2. There isn’t enough time to get to know each other
It’s important to get to know someone, from their likes to dislikes, their good side and bad, what they enjoy doing, how they go about handling things, and get to know their background as well by meeting and getting to know their family and people that they are close to over time.
This will remove any unnecessary assumptions or unrealistic expectations that you may have of your partner.
This should occur naturally but if it happens too soon, it’s incredibly easy to feel like everything is too much or feel pressured to act a certain way to fit in that is opposite from who you are.
3. Your views and feelings are different
At the beginning of a new relationship, you might be thinking less logically and more emotionally towards your partner.
This can be a huge mistake because as time passes, the feeling may fade and you’ll wake up one morning realising that your partner isn’t quite like what you imagined in your head.
In fact, it could turn out that they act in a completely different way.
Your view and feelings for this person may not align with what you had imagined and this may lead to you feeling dissatisfied in your relationship if that person does not meet your expectations.
Related Post: 10 Reasons Why Relationships Fail And Fall Apart
Feelings cannot be forced and even if you feel like you can make a conscious attempt to love this person, if your heart is telling you otherwise, it’s pointless to prolong the relationship as this will hurt and create problems for all parties concerned.
This is why it’s best to slow down in a new relationship and take your time to see if the two of you are a good fit for each other long term.
4. There are still trust issues
New relationships that do not develop naturally will face trust issues over time as do any relationship.
However, the difference between a long term relationship and short term one is that the former has had the opportunity to go through a lot more good and bad experiences while the other has not.
Trust, loyalty, and respect has formed naturally and this only strengthens their relationship.
A person’s true behavior will only be exposed in time and if things are going too fast, you might not be able to catch up on things that you will regret later on.
5. Expectations are often crushed when reality hits
I think I’ve mentioned this before but when the sparks are flying and you’re blown away by the romantic gestures, it’s easy to get caught up in the wind and believe that you’re living that fairytale romance.
But life isn’t as easy as this.
When things eventually unfold and you realize that your partner isn’t what you thought he or she was and said they were, it can feel like a huge blow.
You’ll also notice that the qualities of a life long partner are different from what your current partner has.
Good partners are there for each other when they need to be and know when to give each other the space they need.
If your partner doesn’t know how to respect your boundaries or you feel like you are the one who always has to make an effort with no equal treatment, this will often lead to a doomed relationship.
6. Fear of being alone
Many people might feel scared of ending up alone or not finding a partner which might influence them to rush into a relationship.
Not considering the things that could go wrong or that things are going way too fast for their liking is pushed aside.
They may even try to make it work but do acknowledge that being alone might have been a better option but they are just too afraid of letting go.
If the feeling is lost and the spark is gone, a relationship that moved too fast will sadly reach as quick of a conclusion.
There’s no point jumping into a relationship because you are afraid of being alone.
Because even people who are in a relationship can still feel alone.
Related Post: Why Rebound Relationships Fail
There’s no magic ball to decide whether a relationship that moves too fast will fail for certain.

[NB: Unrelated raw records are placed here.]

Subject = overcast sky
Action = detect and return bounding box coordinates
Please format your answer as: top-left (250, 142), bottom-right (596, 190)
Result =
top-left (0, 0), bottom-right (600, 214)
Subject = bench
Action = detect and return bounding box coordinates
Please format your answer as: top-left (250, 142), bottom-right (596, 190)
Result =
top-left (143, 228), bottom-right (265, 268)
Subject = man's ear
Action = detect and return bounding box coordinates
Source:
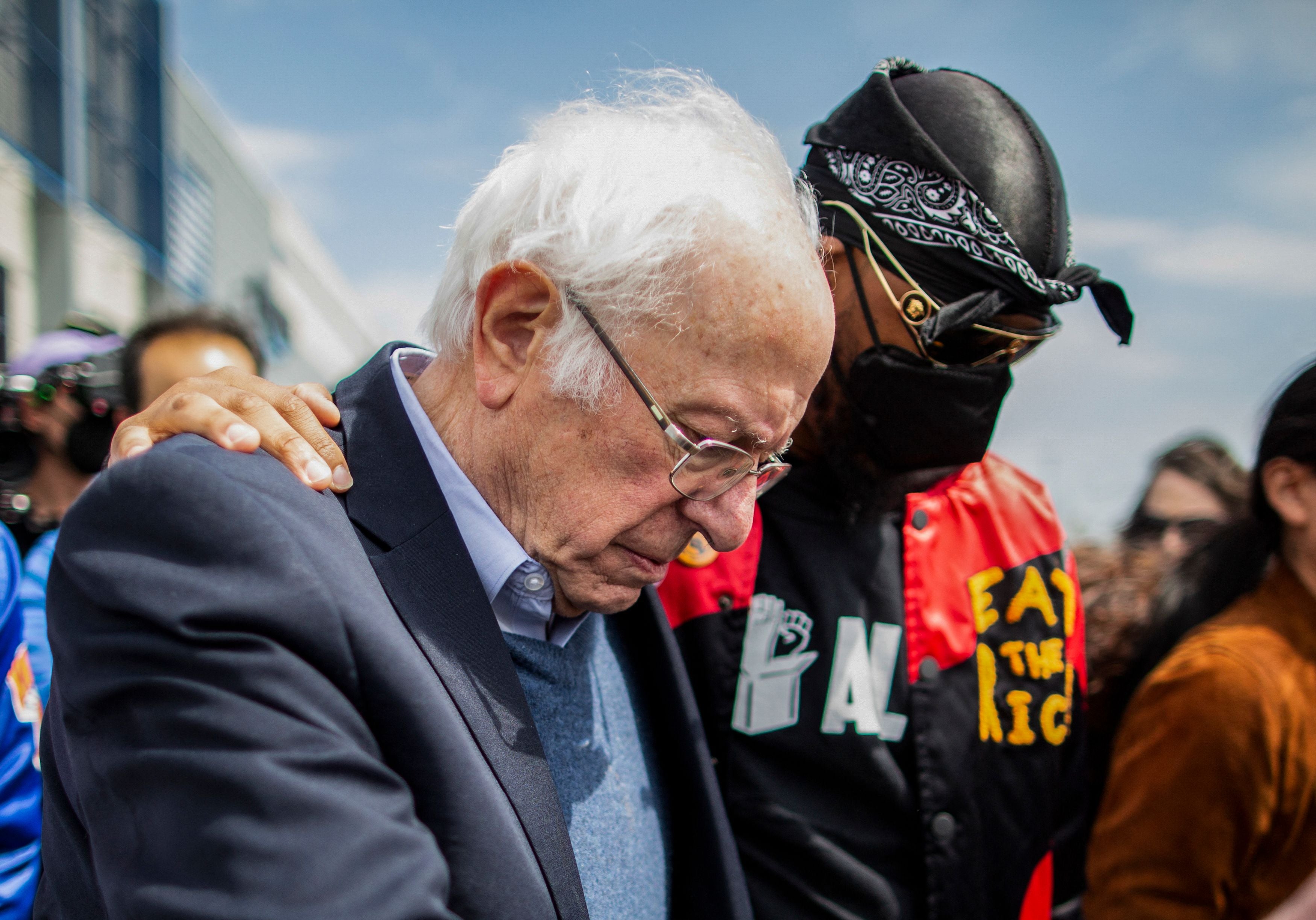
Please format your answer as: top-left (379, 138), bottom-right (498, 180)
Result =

It largely depends on the individuals who are in that relationship.
If the couple can adapt to each other’s ways fast, then there is a high chance that it will be successful.
It’s likely that their feelings for each other are strong enough to overcome any obstacles that are thrown their way.
If two people who care and want the best for each other, they will be more willing to compromise and learn to love each other even with their flaws.
But, at the end of the day, only time will tell.